Nigerian televangelist (born 1969)

Joshua Iginla (born 21 May 1969) is a Nigerian pastor, televangelist, and prosperity gospel preacher regarded by some as a prophet. He is the founder and senior pastor of the Champions Royal Assembly, a megachurch which meets in an 80,000 seat auditorium in Kubwa, Abuja, Nigeria.

== Early life ==
Iginla was born on 21 May 1969 to Muslim parents in Ado-Ekiti, Ekiti State. He later converted to Christianity and subsequently became a Pentecostal pastor and televangelist.

== Personal life ==
In 2019, Iginla told his congregation that he and his wife Yemisi had extramarital affairs and had children outside marriage.
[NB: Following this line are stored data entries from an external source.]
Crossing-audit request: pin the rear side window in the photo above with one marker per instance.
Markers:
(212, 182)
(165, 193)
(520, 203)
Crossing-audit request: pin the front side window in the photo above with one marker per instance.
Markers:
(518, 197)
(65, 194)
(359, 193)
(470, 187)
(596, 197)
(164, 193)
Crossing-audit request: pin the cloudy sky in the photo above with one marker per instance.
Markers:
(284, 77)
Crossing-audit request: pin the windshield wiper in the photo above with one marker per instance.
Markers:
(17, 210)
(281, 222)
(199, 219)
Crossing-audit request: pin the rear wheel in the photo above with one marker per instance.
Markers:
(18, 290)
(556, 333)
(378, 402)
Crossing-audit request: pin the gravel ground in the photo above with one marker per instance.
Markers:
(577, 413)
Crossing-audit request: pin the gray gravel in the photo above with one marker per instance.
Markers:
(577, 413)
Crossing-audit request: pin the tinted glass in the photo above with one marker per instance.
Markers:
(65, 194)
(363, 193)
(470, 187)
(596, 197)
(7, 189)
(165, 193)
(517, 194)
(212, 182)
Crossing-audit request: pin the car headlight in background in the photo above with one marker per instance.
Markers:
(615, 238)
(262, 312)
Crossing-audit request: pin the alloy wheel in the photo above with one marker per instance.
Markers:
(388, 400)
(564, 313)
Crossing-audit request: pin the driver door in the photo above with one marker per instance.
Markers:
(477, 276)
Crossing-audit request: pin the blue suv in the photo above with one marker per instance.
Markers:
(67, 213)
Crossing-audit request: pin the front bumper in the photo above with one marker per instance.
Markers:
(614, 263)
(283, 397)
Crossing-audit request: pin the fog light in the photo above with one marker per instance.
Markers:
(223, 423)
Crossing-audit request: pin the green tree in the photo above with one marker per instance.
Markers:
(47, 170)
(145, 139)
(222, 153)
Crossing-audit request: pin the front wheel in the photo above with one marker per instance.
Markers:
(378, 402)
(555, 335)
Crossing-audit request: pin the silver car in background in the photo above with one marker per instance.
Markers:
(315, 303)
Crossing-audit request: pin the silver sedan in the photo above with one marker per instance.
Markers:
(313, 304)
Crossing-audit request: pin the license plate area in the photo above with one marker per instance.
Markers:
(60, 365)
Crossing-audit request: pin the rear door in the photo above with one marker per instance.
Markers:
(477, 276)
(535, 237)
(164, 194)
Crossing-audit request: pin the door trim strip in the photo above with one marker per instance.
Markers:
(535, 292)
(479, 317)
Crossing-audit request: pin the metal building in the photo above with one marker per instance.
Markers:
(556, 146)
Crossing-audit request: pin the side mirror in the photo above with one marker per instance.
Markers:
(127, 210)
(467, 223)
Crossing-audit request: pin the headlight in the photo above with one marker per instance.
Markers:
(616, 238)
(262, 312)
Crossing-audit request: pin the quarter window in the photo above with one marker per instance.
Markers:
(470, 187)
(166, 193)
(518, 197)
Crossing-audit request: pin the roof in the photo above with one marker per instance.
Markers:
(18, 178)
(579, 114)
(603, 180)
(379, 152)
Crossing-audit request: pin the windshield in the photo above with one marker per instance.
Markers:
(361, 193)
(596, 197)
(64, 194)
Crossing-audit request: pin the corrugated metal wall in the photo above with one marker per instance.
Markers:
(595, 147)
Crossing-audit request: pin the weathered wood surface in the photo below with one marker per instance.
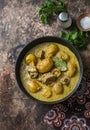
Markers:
(20, 24)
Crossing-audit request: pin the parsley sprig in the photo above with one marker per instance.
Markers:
(49, 8)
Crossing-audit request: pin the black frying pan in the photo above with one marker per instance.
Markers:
(40, 41)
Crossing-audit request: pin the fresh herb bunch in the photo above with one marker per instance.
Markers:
(78, 38)
(49, 8)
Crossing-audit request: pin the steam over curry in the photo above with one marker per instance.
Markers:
(49, 72)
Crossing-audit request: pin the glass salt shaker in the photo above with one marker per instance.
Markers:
(64, 20)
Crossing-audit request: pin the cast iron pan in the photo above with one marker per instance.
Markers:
(40, 41)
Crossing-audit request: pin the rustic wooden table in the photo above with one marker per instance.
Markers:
(20, 24)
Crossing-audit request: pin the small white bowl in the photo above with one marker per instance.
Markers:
(79, 23)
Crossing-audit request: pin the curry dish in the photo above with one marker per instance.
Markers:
(49, 72)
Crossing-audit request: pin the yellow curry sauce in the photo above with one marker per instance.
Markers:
(41, 93)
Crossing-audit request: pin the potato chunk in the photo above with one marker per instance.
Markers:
(71, 69)
(33, 86)
(30, 58)
(51, 50)
(44, 65)
(47, 92)
(58, 88)
(63, 55)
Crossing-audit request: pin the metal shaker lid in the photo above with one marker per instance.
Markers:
(63, 16)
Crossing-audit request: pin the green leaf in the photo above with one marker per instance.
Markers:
(59, 63)
(48, 8)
In an interview, Yemisi Iginla denied that she had affairs, and in May 2020, Business Post reported that the couple had divorced and that Joshua Iginla had remarried to a South African.

== Private jet ==
In 2019, Iginla celebrated his birthday with a new private jet which the Nigerian daily newspaper Vanguard reported was necessary for his busy international preaching itinerary.

== Controversies ==
He had a public spat with Pastor Chris Okotie following the death of T.B. Joshua. He was said to have opined that Joshua "was a gift to mankind and humanity", while describing him as "firstborn among the prophets who took the bullet for so many of us".